Но вдруг, даже не успев толком подумать, что делаю, я спросила:
— Крис, ты знаешь, кто такой Мендель?
— He-а. А это важно?
— Но ты ведь учил биологию в школе?
— Разумеется. — Он поморщился. — Но ты же помнишь, я никогда особенно не интересовался естественными науками. И математикой. Английским и историей — тоже не очень. А в чем дело-то?
Несколько долгих секунд я пристально смотрела в его глаза — карие, как и мои, — потом тряхнула головой, сбрасывая наваждение.
— Да так, ерунда.
Никогда я не была настолько близка к тому, чтобы поделиться тайной, имевшей к нему не меньшее отношение, чем ко мне.
Крис уехал, а на следующий день четыре авиарейса изменили мир.
Крис позвонил мне тогда:
— Отныне все иначе, Джо.
— Да.
— Помнишь, я говорил, мол, не знаю, что делать с собственной жизнью? Теперь я знаю, Джо.
Я позавидовала уверенности, прозвучавшей в его голосе. В сегодняшнем мире, полном страха и смятения, я, выбросив из головы слова Бабушки Фэйт об опасности убежденности, жаждала именно того, чем обладал Крис.

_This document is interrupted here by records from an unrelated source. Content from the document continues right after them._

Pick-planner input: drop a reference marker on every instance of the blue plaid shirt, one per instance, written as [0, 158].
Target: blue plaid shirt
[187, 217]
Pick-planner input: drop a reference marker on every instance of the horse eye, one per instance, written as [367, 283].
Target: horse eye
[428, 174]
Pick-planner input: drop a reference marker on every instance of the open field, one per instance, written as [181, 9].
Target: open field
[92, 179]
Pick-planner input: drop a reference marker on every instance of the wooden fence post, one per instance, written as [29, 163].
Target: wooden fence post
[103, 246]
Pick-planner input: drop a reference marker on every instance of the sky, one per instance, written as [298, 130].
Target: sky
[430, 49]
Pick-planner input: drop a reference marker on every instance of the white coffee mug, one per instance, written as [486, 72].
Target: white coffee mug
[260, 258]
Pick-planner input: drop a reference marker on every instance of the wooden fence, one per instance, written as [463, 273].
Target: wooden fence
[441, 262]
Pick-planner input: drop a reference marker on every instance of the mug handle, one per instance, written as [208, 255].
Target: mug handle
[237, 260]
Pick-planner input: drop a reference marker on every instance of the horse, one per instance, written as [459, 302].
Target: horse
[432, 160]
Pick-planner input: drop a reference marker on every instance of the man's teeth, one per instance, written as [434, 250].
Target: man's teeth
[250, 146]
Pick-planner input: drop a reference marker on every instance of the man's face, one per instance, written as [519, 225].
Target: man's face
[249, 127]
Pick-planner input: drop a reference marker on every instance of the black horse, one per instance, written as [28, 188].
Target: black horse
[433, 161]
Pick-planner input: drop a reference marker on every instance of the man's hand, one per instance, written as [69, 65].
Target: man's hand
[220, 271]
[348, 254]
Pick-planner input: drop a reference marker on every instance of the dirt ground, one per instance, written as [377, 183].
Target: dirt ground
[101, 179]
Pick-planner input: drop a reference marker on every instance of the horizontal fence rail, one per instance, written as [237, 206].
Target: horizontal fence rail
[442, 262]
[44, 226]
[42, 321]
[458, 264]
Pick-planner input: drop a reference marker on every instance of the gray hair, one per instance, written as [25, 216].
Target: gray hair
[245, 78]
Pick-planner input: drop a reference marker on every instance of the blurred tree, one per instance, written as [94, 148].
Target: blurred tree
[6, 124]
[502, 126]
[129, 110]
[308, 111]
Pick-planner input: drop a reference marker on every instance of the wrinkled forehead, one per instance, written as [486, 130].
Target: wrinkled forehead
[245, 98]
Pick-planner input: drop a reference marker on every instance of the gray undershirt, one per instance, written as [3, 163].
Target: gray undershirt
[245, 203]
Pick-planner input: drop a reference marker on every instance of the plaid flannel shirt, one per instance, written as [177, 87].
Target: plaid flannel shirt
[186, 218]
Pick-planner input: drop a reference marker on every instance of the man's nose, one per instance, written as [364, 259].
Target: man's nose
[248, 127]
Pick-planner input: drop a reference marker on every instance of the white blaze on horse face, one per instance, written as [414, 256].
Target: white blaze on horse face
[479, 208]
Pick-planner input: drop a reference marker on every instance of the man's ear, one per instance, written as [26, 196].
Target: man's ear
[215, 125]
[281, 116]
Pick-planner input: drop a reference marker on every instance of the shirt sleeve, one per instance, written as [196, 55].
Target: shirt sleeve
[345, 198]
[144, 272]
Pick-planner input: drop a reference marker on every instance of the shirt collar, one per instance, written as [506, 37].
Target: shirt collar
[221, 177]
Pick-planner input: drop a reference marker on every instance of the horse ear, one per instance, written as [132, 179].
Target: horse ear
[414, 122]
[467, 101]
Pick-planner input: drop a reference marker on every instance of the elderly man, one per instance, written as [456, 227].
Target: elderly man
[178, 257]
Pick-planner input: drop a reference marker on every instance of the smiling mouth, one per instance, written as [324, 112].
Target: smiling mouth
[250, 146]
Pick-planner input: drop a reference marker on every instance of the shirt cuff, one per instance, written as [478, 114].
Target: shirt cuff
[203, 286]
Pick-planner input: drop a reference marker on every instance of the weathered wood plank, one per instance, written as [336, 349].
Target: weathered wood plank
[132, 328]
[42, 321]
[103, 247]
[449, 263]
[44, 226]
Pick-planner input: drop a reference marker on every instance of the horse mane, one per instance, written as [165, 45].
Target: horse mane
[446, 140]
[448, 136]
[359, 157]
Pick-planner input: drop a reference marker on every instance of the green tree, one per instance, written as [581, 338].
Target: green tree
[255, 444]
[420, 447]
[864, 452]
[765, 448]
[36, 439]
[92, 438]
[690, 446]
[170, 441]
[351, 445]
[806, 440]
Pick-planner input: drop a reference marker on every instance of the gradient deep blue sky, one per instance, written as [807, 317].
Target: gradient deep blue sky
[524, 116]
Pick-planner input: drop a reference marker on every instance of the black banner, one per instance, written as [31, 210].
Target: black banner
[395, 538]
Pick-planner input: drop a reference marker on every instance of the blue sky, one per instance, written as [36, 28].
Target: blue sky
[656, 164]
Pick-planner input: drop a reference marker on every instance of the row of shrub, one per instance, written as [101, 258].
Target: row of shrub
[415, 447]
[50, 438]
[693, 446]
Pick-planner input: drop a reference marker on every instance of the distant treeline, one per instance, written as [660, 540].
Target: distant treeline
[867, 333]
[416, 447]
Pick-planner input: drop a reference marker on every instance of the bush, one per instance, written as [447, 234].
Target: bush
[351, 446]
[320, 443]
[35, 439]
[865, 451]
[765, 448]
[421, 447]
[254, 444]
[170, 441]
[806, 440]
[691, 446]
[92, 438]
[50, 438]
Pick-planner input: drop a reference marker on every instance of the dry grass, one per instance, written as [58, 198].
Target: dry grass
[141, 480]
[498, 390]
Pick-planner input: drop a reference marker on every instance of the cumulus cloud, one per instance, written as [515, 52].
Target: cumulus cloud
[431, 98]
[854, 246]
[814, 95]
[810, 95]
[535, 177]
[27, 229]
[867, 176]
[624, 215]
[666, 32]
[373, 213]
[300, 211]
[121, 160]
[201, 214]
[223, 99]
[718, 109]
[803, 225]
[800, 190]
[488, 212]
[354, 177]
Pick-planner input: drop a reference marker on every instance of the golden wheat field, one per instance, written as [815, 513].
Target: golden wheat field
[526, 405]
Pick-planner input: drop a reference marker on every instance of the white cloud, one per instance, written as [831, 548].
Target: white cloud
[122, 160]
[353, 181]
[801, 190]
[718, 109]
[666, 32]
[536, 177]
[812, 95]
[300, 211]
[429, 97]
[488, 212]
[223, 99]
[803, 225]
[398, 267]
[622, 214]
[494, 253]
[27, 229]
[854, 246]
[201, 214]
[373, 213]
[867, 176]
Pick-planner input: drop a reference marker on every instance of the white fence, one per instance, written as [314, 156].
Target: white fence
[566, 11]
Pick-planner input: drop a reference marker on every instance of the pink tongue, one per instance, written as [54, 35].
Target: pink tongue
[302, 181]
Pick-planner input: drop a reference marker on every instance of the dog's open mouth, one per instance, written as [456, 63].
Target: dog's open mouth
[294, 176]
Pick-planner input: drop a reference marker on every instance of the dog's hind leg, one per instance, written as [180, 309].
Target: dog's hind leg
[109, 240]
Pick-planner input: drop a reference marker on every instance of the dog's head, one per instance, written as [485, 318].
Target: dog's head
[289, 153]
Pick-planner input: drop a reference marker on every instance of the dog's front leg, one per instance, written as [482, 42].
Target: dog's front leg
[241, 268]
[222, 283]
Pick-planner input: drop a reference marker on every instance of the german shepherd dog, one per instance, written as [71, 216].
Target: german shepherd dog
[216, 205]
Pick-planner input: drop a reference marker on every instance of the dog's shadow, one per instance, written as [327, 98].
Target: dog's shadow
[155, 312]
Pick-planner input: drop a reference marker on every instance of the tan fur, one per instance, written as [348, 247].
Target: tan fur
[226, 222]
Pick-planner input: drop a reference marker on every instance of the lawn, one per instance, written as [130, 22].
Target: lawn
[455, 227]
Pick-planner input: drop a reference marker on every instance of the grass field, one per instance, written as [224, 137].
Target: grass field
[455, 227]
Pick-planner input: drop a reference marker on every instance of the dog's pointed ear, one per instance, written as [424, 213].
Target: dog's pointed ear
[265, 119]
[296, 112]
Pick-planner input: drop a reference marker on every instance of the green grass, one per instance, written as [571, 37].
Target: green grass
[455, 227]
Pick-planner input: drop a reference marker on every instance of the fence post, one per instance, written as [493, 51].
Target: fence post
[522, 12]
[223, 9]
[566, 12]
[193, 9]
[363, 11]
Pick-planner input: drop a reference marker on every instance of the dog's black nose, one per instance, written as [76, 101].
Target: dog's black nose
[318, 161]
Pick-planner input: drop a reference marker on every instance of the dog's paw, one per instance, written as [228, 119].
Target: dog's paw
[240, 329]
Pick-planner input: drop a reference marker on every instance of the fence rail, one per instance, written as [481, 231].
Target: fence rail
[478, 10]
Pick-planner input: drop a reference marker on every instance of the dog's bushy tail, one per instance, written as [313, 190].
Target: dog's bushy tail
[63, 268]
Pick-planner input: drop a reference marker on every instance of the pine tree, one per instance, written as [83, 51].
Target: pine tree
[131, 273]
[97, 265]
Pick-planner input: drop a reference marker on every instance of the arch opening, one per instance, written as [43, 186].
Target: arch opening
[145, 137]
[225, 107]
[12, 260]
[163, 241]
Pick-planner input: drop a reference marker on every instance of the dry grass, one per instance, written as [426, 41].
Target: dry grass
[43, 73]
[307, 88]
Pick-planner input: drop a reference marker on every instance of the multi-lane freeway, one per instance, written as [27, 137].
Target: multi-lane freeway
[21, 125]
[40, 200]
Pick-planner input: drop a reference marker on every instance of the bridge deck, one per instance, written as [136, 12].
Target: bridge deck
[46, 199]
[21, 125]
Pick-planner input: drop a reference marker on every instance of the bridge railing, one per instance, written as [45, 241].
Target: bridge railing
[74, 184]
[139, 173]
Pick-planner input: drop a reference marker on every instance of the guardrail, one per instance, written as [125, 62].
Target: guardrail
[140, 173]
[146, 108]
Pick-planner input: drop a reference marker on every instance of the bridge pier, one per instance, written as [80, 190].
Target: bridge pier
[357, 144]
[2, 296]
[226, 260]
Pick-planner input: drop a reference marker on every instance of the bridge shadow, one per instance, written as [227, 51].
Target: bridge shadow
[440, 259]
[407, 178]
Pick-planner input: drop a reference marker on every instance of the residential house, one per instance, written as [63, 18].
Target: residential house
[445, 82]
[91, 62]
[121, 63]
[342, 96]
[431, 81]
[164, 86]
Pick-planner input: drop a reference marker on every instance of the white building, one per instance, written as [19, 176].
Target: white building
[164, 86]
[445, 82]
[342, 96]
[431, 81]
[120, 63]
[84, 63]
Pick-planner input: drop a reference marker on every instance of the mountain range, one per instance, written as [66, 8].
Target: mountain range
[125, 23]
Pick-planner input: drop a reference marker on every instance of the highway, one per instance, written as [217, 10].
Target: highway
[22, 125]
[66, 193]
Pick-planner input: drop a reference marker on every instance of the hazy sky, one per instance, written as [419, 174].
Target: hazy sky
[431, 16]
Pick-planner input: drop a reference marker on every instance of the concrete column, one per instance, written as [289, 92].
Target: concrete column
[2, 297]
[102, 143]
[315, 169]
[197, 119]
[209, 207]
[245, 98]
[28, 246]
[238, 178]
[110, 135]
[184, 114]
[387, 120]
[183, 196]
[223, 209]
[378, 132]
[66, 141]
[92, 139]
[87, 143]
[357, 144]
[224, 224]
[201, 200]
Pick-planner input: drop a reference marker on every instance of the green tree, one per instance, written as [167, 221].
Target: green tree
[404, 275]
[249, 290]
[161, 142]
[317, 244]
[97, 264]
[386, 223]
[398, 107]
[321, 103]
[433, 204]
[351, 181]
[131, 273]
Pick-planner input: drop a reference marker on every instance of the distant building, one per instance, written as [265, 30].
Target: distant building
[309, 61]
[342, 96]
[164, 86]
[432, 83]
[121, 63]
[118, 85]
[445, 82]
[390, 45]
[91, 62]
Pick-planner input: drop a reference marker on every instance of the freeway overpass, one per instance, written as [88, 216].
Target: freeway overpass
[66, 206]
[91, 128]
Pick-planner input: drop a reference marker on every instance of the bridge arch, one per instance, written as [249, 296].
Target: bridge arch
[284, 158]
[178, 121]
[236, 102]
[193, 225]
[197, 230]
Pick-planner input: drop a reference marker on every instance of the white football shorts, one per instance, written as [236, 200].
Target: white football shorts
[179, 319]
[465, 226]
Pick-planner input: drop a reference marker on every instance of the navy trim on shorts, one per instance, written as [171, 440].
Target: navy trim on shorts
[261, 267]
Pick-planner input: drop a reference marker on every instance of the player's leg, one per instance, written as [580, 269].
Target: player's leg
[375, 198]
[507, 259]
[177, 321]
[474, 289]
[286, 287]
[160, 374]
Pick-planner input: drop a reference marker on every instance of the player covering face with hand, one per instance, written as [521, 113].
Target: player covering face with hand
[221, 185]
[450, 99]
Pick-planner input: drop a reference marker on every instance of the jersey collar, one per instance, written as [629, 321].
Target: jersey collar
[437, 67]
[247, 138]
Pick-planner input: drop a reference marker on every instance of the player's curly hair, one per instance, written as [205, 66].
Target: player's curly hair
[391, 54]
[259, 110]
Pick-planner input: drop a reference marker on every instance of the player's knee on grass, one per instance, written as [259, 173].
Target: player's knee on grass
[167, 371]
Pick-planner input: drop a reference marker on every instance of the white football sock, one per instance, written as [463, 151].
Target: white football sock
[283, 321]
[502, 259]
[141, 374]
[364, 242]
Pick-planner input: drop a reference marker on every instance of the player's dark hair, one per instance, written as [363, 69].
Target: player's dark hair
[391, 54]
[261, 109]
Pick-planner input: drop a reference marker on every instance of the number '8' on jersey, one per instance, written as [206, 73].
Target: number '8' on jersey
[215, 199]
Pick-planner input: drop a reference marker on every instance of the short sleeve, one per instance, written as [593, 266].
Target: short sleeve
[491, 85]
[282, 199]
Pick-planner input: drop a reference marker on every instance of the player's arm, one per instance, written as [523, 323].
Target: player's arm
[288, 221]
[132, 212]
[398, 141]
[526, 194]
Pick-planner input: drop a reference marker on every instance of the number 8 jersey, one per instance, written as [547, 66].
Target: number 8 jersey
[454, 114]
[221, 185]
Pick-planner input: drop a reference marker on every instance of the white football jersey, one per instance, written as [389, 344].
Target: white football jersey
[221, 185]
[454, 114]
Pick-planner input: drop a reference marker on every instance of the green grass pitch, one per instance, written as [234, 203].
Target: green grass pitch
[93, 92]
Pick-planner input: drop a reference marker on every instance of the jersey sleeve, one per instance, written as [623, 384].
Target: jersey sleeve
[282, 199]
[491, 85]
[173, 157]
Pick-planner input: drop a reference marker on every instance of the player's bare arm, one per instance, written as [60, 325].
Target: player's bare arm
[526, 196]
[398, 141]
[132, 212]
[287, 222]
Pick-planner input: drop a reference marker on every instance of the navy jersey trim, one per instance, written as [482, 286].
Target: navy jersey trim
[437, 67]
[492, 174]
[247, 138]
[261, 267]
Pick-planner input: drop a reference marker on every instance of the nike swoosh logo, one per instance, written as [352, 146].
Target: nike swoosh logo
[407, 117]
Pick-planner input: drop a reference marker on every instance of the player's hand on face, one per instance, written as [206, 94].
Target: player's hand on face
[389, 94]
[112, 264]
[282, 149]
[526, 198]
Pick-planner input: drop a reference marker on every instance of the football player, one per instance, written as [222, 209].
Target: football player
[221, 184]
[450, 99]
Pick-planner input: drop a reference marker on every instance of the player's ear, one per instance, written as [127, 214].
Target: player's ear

Несколько недель спустя меня вызвал к себе профессор Кроули. Карьерные перспективы стали гораздо более определенны — возросли и потребность в специалистах, и предполагаемое жалованье. Я ухватилась в первую очередь за определенность, позабыв все благие мотивы изучения языков, которые двигали мною прежде, — продолжать дело Бабушки Фэйт, сотрудничать с людьми, чтобы помогать им. Мои прежние намерения — отражавшие бабушкины взгляды на жизнь — показались вдруг наивными, чересчур примитивными для нынешнего состояния мира. Вдруг оказалось, что среди людей, говорящих на языках, которые я по недоразумению начала изучать, потрясенная необычной историей Садига, есть те, кого вообще невозможно понять. Я не в состоянии осознать и объяснить их ненависть, даже понимая все слова. Массовое убийство во имя Бога не имеет ничего общего с моей верой, с тем Богом, в которого верила я.
Язык, по словам профессора Кроули, отныне превращается в оружие. И я могу использовать это оружие в войне, в которую мою страну втянули помимо ее желания. Я написала заявление. И получила работу.
Несколько страшновато было подписывать контракты, все эти пункты о секретности. Я даже немного сомневалась, стоит ли впутываться в это — еще и государственные тайны, как будто мне мало личных, скрытых в темном цвете наших с Крисом глаз. Но я не позволила сомнениям взять верх. Второй раз в жизни я преодолела их и приняла эту роль, в которой до сих пор не могла себя и вообразить. Но, как и прежде, сомнения остались со мной. И в конце концов они вынудили меня решать проблему гораздо более сложную, чем та, с которой я когда-то справилась.
Анжела
Прегрешение — самая приятная часть покаяния.
Арабская пословица
Кажется, прошла целая жизнь с тех пор, как Крис ездил к Джо в Чикаго. Я вся извелась от беспокойства — вдруг она откроет ему тайну, которую я просила хранить, ту самую, что отняла у меня мою дочь. Сколько бы мы ни делали вид, будто в наших отношениях ничего не изменилось. А теперь оба моих ребенка покинули родительский дом. Через двадцать лет я вернулась к тому, с чего начала. Я в смятении. Не понимаю, кто я такая, и нет рядом детей, чтобы помочь мне определиться. Бесцельно слоняюсь по дому, все больше погружаясь в прошлое — в то время, когда их еще не было на свете, в детали прошлой жизни. Я рассказала Джо обо всем в надежде, что она поймет.